La educación formal de David tiene lugar en una Academia de Danza, donde se adiestra a los niños en la ciencia de los números, entidades primordiales que “están en el cielo, donde viven con las estrellas”. El proceso educativo consiste en “llamarlos para que desciendan, adiestrando el alma en la dirección del bien”. Antes de llegar al escenario de la narración, los personajes tuvieron una vida de la que no guardan memoria, tan solo sombras de recuerdos que se han ido desvaneciendo hasta hacerles creer que la única vida real es la que les es dado contemplar de manera tangible. Dada su edad, David tiene más presentes que los demás las sombras de sus recuerdos, aunque carece de palabras para expresarlos debido a que “junto con el mundo que se ha perdido, se ha perdido el lenguaje capaz de evocarlo”.

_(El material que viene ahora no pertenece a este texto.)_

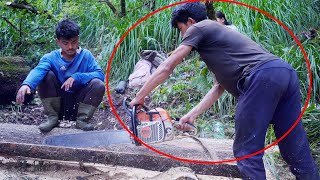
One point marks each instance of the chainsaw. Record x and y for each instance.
(152, 126)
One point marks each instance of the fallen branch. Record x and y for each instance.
(22, 6)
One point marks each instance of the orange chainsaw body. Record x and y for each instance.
(155, 125)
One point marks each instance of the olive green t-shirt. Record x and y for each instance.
(227, 53)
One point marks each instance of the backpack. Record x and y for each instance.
(148, 63)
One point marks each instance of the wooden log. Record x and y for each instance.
(13, 70)
(148, 162)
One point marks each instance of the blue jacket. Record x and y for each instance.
(83, 68)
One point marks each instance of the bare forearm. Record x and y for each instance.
(158, 77)
(211, 97)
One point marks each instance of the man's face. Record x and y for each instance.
(183, 27)
(69, 47)
(220, 20)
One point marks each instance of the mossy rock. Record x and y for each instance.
(13, 70)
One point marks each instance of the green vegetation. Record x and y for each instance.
(30, 35)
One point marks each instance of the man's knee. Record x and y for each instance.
(49, 77)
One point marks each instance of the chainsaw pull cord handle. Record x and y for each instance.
(134, 124)
(192, 127)
(126, 106)
(150, 113)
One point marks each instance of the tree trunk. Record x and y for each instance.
(210, 10)
(123, 8)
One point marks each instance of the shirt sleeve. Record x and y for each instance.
(37, 74)
(192, 37)
(94, 71)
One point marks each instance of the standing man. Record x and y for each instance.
(69, 69)
(267, 89)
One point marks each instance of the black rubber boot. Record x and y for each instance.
(85, 113)
(51, 109)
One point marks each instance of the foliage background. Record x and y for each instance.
(32, 34)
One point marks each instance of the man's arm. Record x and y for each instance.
(162, 73)
(211, 97)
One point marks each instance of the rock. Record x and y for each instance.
(177, 173)
(13, 71)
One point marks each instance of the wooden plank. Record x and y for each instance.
(136, 160)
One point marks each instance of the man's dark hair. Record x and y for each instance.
(220, 15)
(67, 29)
(196, 11)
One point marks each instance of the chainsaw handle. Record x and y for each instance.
(192, 127)
(127, 108)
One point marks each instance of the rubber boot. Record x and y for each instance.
(51, 109)
(85, 113)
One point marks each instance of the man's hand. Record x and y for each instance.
(24, 89)
(184, 123)
(67, 84)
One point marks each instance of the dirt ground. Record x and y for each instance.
(32, 114)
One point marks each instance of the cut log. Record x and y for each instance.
(13, 142)
(13, 71)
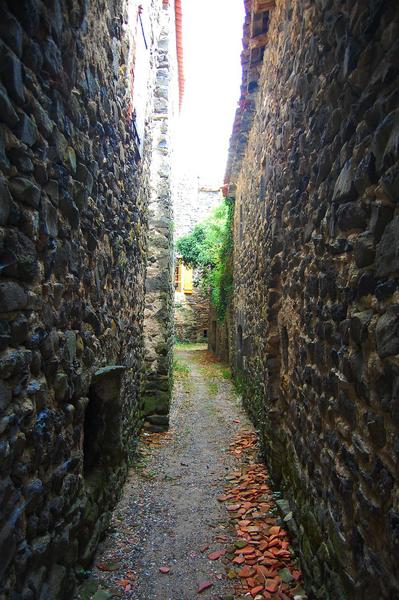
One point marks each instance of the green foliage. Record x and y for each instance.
(208, 248)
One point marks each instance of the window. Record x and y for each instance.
(139, 72)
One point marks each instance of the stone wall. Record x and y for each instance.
(158, 324)
(73, 201)
(219, 335)
(316, 301)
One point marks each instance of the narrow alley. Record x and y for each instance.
(170, 534)
(183, 183)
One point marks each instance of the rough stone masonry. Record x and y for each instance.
(315, 174)
(75, 153)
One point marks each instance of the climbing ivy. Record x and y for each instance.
(208, 248)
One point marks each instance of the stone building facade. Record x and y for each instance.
(76, 108)
(158, 323)
(194, 202)
(314, 171)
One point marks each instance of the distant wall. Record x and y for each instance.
(74, 193)
(316, 304)
(158, 323)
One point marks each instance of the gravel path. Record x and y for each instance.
(169, 515)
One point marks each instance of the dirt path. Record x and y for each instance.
(169, 515)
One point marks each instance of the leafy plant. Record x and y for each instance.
(208, 248)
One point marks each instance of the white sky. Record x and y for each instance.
(212, 43)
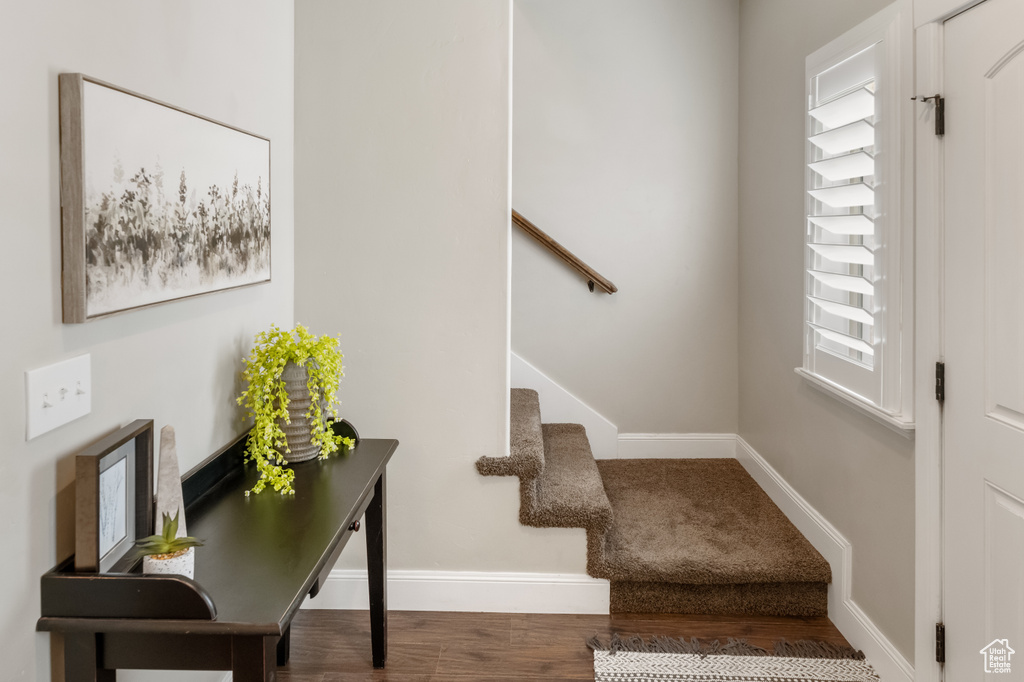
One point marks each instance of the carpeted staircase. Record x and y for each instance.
(672, 536)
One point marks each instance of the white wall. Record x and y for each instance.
(401, 202)
(176, 363)
(625, 151)
(856, 472)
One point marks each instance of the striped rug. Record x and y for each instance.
(665, 659)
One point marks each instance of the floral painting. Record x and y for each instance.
(172, 204)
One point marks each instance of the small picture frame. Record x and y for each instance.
(114, 499)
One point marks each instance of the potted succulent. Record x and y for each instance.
(166, 553)
(292, 391)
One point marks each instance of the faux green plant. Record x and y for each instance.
(265, 399)
(167, 542)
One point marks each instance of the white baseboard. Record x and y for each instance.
(558, 406)
(848, 616)
(463, 591)
(676, 445)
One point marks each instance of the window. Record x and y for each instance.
(855, 338)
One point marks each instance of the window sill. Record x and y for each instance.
(897, 423)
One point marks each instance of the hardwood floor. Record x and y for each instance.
(334, 646)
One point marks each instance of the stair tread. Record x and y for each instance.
(525, 440)
(700, 522)
(570, 493)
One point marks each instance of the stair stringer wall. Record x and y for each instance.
(558, 406)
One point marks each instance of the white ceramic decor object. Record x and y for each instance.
(182, 564)
(299, 441)
(169, 499)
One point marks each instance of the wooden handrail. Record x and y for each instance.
(593, 279)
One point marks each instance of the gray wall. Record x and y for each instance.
(625, 151)
(856, 472)
(177, 363)
(401, 202)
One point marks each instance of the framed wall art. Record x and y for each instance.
(158, 203)
(114, 498)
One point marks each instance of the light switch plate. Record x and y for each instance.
(57, 394)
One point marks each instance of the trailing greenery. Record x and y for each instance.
(166, 543)
(266, 399)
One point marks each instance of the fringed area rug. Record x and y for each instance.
(666, 659)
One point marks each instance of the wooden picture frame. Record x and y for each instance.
(157, 203)
(114, 499)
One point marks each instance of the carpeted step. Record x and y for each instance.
(569, 491)
(525, 440)
(672, 536)
(559, 483)
(700, 537)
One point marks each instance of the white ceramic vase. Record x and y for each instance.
(181, 564)
(299, 442)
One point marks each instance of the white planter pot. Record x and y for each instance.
(298, 432)
(181, 564)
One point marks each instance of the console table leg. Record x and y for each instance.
(285, 646)
(82, 658)
(254, 658)
(377, 569)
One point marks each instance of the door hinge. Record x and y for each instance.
(940, 112)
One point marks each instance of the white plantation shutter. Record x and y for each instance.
(841, 186)
(853, 329)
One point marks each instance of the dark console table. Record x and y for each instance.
(262, 555)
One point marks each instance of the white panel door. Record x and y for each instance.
(983, 415)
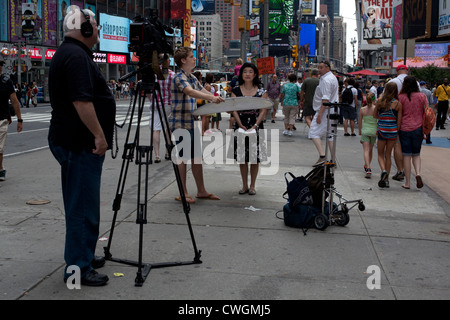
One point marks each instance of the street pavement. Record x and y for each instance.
(403, 236)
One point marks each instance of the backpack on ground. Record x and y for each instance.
(429, 120)
(301, 216)
(297, 191)
(347, 96)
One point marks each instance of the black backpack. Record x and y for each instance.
(347, 96)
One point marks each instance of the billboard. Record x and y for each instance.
(425, 53)
(308, 39)
(309, 7)
(376, 24)
(281, 17)
(416, 13)
(203, 7)
(444, 18)
(115, 33)
(4, 30)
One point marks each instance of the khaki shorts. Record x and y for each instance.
(290, 114)
(3, 130)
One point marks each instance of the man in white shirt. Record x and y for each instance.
(326, 91)
(402, 72)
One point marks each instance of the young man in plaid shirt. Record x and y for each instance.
(186, 89)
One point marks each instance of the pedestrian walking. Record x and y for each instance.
(349, 96)
(307, 95)
(443, 94)
(186, 89)
(166, 88)
(429, 95)
(367, 126)
(413, 107)
(7, 92)
(81, 131)
(327, 91)
(289, 101)
(249, 122)
(274, 91)
(389, 114)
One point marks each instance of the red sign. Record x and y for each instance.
(49, 54)
(117, 58)
(265, 65)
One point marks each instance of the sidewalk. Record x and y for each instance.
(246, 254)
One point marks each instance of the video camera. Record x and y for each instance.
(148, 40)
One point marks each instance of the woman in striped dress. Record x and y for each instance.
(389, 114)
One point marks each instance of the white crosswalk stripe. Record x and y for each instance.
(45, 117)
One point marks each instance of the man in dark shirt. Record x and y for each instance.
(81, 130)
(7, 92)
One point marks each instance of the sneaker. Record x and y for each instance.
(399, 176)
(320, 161)
(368, 173)
(382, 182)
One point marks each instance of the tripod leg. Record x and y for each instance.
(170, 146)
(143, 159)
(127, 157)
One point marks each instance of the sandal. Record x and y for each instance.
(210, 196)
(189, 199)
(419, 182)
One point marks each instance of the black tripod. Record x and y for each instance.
(143, 160)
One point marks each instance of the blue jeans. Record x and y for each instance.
(411, 142)
(81, 179)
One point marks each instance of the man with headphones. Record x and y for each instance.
(81, 131)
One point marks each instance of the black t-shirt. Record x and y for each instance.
(74, 76)
(6, 89)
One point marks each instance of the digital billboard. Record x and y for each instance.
(376, 20)
(203, 7)
(308, 39)
(115, 33)
(426, 54)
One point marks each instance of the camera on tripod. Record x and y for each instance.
(148, 40)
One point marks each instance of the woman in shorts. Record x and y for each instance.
(388, 111)
(367, 125)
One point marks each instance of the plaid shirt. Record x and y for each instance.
(183, 105)
(165, 88)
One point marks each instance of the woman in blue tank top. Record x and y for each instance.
(389, 114)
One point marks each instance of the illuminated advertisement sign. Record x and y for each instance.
(308, 39)
(425, 54)
(116, 58)
(203, 7)
(115, 33)
(376, 23)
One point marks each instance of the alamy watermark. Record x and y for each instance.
(374, 280)
(231, 148)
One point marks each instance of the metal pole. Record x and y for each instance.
(244, 13)
(266, 37)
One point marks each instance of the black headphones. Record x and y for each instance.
(86, 27)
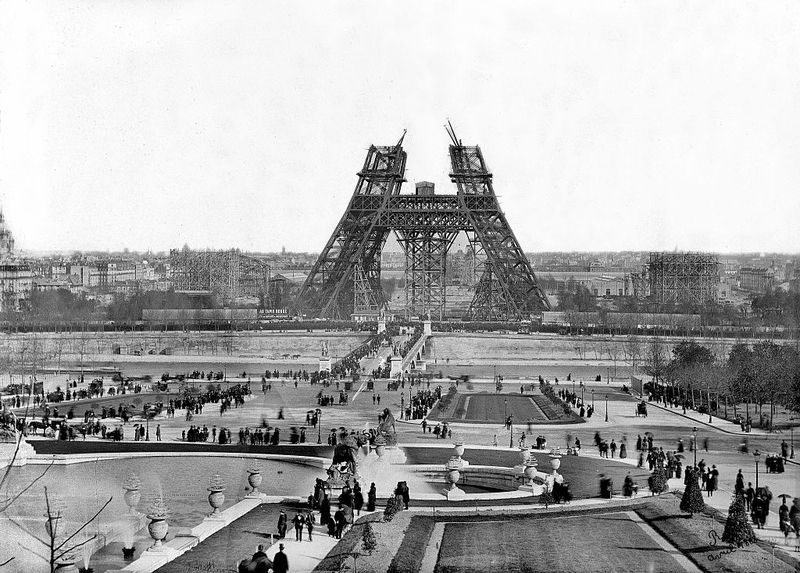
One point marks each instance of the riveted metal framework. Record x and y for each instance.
(364, 299)
(228, 274)
(426, 226)
(682, 277)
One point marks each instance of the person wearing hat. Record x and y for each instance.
(280, 563)
(282, 523)
(259, 554)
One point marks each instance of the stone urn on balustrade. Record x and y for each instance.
(157, 513)
(555, 459)
(254, 479)
(452, 474)
(216, 497)
(133, 496)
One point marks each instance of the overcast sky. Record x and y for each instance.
(607, 125)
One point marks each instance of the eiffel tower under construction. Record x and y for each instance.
(346, 277)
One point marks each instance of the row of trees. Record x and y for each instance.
(763, 374)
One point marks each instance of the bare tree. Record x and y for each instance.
(655, 360)
(58, 543)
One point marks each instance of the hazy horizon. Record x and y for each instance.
(149, 125)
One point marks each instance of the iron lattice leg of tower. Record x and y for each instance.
(358, 239)
(364, 298)
(426, 266)
(508, 288)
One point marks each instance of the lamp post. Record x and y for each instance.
(756, 455)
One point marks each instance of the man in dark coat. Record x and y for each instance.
(358, 498)
(280, 563)
(299, 522)
(282, 523)
(325, 510)
(340, 520)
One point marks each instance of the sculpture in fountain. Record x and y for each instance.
(344, 466)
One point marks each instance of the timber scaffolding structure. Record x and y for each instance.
(345, 280)
(227, 274)
(679, 277)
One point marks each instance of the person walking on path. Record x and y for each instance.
(282, 524)
(372, 497)
(749, 495)
(358, 498)
(310, 524)
(325, 510)
(280, 564)
(340, 520)
(299, 522)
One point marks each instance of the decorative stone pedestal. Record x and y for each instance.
(452, 475)
(324, 364)
(397, 367)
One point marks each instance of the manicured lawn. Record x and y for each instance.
(496, 407)
(608, 542)
(692, 535)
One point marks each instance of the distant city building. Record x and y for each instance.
(6, 239)
(16, 284)
(794, 282)
(756, 279)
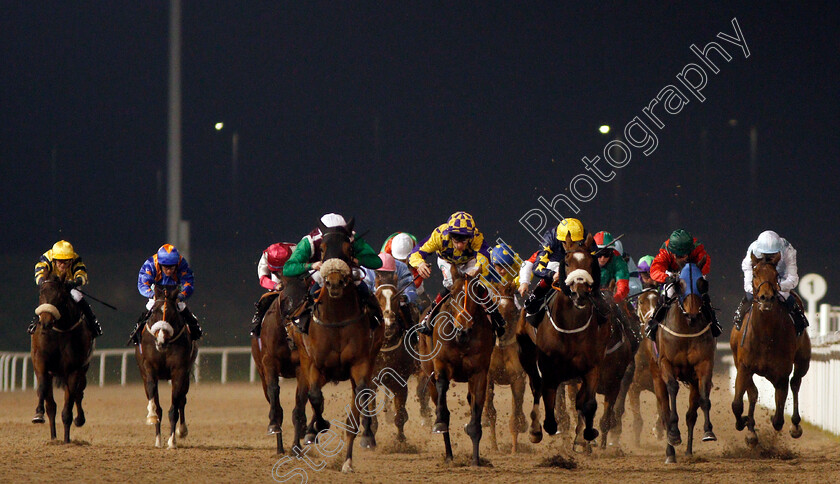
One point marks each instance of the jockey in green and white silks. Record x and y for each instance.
(769, 242)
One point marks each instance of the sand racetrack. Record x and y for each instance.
(227, 443)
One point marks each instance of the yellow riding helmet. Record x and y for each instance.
(63, 250)
(570, 226)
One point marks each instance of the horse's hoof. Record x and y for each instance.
(367, 442)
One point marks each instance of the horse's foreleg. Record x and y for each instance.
(743, 380)
(517, 417)
(478, 392)
(704, 376)
(489, 418)
(528, 360)
(691, 417)
(800, 367)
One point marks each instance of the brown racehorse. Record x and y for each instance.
(614, 382)
(394, 355)
(569, 343)
(505, 369)
(462, 345)
(274, 359)
(166, 352)
(340, 344)
(642, 379)
(61, 349)
(685, 352)
(767, 346)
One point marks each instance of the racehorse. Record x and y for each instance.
(341, 344)
(569, 343)
(462, 345)
(684, 352)
(767, 346)
(614, 382)
(394, 356)
(61, 348)
(505, 369)
(166, 352)
(642, 380)
(273, 359)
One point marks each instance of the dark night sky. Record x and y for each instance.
(402, 114)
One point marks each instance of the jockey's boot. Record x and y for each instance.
(427, 324)
(33, 325)
(262, 307)
(192, 323)
(498, 321)
(134, 336)
(657, 318)
(800, 322)
(743, 307)
(709, 312)
(90, 318)
(535, 304)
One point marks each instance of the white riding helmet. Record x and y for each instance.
(768, 242)
(401, 246)
(333, 220)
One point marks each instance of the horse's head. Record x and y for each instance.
(386, 294)
(167, 321)
(336, 257)
(579, 268)
(692, 287)
(55, 304)
(765, 279)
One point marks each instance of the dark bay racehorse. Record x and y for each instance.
(570, 343)
(274, 359)
(394, 355)
(767, 346)
(61, 350)
(505, 369)
(166, 352)
(642, 379)
(340, 345)
(462, 345)
(685, 352)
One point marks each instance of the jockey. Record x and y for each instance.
(307, 256)
(65, 263)
(769, 242)
(166, 268)
(400, 245)
(680, 249)
(458, 243)
(405, 283)
(644, 272)
(551, 268)
(269, 270)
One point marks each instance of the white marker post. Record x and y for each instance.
(812, 288)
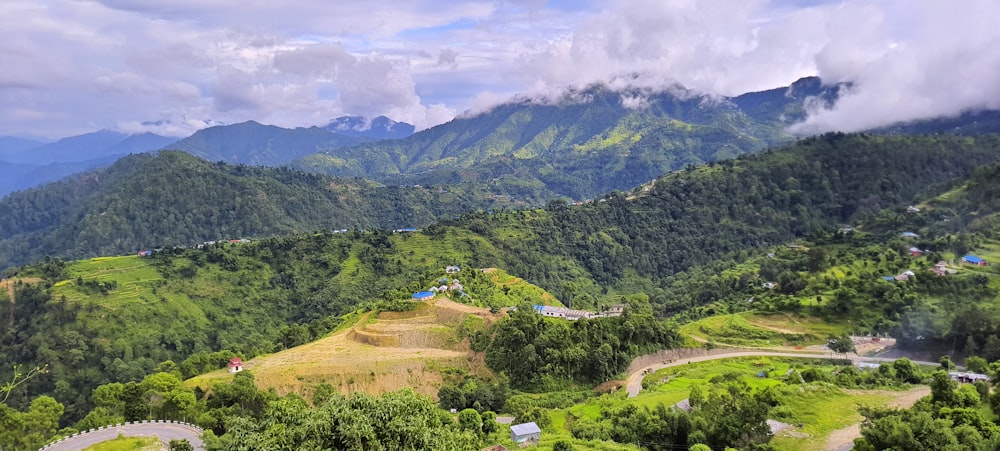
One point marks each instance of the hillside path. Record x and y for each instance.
(634, 381)
(843, 439)
(163, 431)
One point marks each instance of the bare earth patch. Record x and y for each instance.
(843, 439)
(394, 351)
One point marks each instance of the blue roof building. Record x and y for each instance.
(423, 295)
(974, 260)
(525, 433)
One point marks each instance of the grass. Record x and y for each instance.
(762, 331)
(374, 354)
(123, 443)
(821, 408)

Los días de Jesús en la escuela es una propuesta narrativa en extremo radical. No es que estemos ante un Coetzee menor que el de Esperando a los bárbaros, Vida y época de Michael K. o Desgracia, sino ante un autor cuya manera de entender la ficción ha experimentado un cambio drástico, consistente en llevar a sus últimas consecuencias el proceso de despojamiento del lenguaje, reduciendo el arte de narrar a sus elementos esenciales (el fenómeno empezó a hacerse perceptible con Elizabeth Costello en 2003). Reflexionando acerca de los años finales de Tolstói, Coetzee escribe en Diario de un mal año (2007), la novela inmediatamente anterior a La infancia de Jesús: “Sentir un despego creciente con respecto al mundo es algo que sucede de manera natural a muchos escritores. Con la edad se vuelven más fríos, la textura de su prosa se adelgaza, la acción y los personajes se hacen más esquemáticos. La explicación habitual de este síndrome es la merma del poder creativo, y sin duda está relacionado con la pérdida de fuerza física y sobre todo del deseo”. Hay otra explicación posible que Coetzee se apresura a señalar: “Este mismo proceso se puede interpretar de una manera muy distinta: como una liberación, como la adquisición de una mayor claridad mental que nos permite abordar tareas de mayor envergadura”. No es posible describir mejor la poética que subyace a las dos últimas novelas de Coetzee.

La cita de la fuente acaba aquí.